Biography of Charles Reade


 

Charles Reade

 

Charles Reade (1814 -1884).

 

IN THE last chapters of The Cloister and the Hearth, Charles Reade, the author, speaks of himself as rescuing Gerard and Margaret "from long and unmerited oblivion." These two, the hero and heroine of his tale, are in real history the parents of Erasmus (1466-I536), who was the greatest humanist of the Renaissance period and the first "man of letters" in Europe after the many centuries that had passed since the fall of the Roman Empire. The little Gerard of the novel grew up to become a major personality and force in the revival of learning and the revival of the enjoyment of life, which had disappeared during the so-called Dark Ages, and came to life in the Renaissance.

 

Like the parents of many another famous man, the parents of Erasmus were forgotten by history, until Charles Reade came upon the story in old Latin manuscripts and in Erasmus' own writings.

 

Taking what facts he could find, after a tremendous labour of research and documentation, Charles Reade wove them into this novel, which is considered his masterpiece, and one of the best historical novels ever written. Reade was proud of the amount of historical information included in the work. All the customs of Holland, Germany, Burgundy, and Italy which are pictured in the novel give a graphic view of the manners and beliefs of European peoples in the fifteenth century. Much of the plot is based on the inhuman custom, in practice at the time, that priests could not marry.

 

Several of the six novels he wrote before The Cloister and the Hearth are concerned with social injustices in Reade's own lifetime, and which he so greatly hoped to reform. It's Never Too Late to Mend is about the abuse of prisoners and the treatment of criminals in England.
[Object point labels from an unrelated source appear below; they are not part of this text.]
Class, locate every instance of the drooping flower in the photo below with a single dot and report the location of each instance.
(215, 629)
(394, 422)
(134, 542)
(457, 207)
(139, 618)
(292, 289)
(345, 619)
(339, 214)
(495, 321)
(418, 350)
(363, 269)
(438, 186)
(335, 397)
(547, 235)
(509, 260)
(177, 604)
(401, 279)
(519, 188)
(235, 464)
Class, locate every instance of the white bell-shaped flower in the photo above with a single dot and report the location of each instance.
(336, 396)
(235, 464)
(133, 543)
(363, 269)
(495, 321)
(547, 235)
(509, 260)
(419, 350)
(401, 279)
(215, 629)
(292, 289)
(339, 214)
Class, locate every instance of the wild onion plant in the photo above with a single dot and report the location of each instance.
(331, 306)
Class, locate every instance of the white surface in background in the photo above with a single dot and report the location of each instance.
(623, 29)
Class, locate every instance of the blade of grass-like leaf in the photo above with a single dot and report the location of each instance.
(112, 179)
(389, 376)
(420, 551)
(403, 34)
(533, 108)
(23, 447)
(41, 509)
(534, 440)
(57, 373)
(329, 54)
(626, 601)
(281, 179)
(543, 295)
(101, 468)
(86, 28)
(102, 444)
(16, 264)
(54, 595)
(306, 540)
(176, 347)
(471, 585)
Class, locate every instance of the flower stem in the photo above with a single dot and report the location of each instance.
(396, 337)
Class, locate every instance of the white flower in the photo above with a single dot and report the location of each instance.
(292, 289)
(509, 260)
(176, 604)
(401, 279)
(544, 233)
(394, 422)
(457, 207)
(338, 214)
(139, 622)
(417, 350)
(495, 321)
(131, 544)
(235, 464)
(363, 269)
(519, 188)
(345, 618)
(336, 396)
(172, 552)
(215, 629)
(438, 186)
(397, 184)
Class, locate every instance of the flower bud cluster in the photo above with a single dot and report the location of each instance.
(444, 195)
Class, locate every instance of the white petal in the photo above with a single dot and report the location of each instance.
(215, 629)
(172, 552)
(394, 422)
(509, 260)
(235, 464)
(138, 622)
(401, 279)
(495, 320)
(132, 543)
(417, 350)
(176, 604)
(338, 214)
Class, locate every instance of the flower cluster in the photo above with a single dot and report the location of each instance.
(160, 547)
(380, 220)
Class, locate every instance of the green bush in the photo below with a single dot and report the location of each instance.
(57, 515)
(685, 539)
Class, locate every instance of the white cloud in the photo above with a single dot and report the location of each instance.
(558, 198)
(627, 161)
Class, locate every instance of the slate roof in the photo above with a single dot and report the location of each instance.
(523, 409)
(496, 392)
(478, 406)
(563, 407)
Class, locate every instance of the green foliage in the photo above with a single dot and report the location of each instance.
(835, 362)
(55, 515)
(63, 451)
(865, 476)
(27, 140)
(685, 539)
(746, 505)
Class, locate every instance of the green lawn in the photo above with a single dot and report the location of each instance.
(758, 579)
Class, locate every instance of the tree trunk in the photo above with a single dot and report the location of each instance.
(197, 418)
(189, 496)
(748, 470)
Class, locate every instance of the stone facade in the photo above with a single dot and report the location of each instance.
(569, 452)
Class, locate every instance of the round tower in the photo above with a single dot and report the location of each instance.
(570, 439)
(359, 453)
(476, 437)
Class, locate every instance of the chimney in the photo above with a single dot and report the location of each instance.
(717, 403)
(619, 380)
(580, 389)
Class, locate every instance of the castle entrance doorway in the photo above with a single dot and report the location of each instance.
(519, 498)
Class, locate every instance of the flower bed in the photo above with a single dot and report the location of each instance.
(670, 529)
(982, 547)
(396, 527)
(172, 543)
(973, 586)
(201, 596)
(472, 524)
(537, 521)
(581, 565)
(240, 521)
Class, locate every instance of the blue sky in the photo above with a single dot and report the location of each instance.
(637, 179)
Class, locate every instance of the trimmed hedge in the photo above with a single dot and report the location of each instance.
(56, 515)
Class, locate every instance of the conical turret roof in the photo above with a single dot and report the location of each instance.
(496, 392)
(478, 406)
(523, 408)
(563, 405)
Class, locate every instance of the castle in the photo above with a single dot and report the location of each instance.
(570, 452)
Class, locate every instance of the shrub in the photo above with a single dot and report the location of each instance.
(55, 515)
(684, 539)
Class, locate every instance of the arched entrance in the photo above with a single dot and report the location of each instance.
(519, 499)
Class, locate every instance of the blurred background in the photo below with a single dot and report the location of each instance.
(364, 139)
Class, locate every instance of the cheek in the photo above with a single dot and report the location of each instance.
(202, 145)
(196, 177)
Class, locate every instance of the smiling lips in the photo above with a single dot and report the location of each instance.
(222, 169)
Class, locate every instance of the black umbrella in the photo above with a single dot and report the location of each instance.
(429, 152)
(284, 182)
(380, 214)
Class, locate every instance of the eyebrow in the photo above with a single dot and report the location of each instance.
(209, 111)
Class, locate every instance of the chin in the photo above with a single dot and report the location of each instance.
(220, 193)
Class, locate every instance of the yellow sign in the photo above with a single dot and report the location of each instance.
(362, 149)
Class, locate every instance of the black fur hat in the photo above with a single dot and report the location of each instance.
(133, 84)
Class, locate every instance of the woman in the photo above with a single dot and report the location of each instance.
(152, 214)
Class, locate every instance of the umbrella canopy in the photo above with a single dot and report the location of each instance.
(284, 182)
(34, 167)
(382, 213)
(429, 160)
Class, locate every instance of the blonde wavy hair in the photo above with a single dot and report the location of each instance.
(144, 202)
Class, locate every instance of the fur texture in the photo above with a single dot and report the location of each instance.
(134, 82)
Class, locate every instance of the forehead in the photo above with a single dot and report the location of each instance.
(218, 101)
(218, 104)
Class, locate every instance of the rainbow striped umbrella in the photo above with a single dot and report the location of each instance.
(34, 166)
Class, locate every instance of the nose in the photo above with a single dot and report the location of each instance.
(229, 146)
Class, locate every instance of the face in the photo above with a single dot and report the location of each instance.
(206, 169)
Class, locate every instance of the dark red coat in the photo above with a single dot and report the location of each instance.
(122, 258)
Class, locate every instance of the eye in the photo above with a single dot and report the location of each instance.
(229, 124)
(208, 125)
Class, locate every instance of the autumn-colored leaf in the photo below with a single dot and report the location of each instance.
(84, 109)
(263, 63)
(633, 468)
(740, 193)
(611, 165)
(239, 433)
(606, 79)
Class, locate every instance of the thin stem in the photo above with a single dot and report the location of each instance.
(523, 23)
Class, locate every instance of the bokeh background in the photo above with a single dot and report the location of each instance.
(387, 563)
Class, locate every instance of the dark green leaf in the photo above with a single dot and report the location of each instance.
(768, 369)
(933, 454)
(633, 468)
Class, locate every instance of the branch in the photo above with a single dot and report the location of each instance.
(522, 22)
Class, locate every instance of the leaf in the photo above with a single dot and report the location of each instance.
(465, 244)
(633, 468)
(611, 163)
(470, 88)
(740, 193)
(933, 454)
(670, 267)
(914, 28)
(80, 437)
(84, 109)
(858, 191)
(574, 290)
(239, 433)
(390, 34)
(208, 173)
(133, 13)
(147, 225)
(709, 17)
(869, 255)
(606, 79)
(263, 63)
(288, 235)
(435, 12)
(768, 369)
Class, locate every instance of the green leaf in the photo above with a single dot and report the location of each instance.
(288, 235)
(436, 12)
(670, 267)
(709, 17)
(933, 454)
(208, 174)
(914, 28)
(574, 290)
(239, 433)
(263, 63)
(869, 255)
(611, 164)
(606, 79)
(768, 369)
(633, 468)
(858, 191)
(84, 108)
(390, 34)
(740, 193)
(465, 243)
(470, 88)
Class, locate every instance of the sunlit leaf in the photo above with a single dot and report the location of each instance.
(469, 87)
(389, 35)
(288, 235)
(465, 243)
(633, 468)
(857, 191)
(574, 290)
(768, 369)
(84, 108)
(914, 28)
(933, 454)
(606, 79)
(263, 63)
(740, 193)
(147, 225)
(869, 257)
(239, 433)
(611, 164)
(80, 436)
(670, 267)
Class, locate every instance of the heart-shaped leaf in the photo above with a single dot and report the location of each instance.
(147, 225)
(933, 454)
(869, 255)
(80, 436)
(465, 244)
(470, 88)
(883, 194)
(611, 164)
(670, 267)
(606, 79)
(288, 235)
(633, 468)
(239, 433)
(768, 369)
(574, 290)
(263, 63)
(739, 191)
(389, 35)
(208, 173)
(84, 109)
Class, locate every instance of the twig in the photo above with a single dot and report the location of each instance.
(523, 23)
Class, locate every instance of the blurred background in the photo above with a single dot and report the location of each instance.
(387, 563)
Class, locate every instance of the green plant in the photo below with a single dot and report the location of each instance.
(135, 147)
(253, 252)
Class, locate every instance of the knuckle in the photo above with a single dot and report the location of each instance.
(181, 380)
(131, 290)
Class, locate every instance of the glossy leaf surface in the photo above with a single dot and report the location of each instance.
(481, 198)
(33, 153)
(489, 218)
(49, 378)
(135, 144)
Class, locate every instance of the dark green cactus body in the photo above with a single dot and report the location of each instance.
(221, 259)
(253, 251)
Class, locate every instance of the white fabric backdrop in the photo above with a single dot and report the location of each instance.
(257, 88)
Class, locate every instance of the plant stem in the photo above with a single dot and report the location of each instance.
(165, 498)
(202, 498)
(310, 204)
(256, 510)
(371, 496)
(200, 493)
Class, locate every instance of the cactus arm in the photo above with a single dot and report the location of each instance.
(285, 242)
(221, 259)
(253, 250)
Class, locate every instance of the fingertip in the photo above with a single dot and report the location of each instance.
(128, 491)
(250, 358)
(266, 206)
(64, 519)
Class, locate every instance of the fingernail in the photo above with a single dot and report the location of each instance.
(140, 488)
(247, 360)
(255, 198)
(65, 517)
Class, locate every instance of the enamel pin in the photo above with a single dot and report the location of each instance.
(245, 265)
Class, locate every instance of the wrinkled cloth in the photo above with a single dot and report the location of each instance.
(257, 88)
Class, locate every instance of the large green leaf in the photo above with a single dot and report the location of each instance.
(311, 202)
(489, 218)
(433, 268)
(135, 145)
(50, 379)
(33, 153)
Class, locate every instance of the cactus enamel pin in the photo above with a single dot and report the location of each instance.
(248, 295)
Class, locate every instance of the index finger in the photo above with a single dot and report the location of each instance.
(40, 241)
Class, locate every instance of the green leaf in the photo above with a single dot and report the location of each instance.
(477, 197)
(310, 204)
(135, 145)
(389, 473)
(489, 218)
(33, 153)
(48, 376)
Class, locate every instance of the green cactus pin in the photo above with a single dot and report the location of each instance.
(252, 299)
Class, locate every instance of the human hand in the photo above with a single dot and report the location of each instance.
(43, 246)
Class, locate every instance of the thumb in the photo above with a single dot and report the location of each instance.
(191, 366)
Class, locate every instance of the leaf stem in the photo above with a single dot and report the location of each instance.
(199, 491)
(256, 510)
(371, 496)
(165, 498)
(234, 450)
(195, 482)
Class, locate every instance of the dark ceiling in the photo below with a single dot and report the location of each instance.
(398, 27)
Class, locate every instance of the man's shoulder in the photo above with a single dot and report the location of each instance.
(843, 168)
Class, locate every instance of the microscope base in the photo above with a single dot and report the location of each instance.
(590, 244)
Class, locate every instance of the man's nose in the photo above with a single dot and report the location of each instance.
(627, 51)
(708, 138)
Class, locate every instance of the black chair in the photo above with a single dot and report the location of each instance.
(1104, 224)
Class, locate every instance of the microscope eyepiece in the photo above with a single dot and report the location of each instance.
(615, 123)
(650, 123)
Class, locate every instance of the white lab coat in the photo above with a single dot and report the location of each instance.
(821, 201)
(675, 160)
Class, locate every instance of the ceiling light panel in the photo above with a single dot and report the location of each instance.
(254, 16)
Others deal with abuses in lunatic asylums, trade unions, and the degrading conditions of village life.

 

Charles Reade was born June 8, 1814 at Ipsden, Oxfordshire, England, the son of an English squire. After graduating, with honors, from Magdalen College, Oxford, he became a scholar there, and rose to the position of Dean of Arts. In 1842, he was called to the bar. He became a dramatist, and wrote many popular plays before he turned to writing novels as well. He lived most of his life in London.

 

When he died, April 11, 1884, he left his vast collection of notes and research open to the public, so that other writers could study his methods. Reade's writing is sometimes compared to that of his French contemporary, Zola, and to those of his English contemporary, Charles Dickens, because of its realism.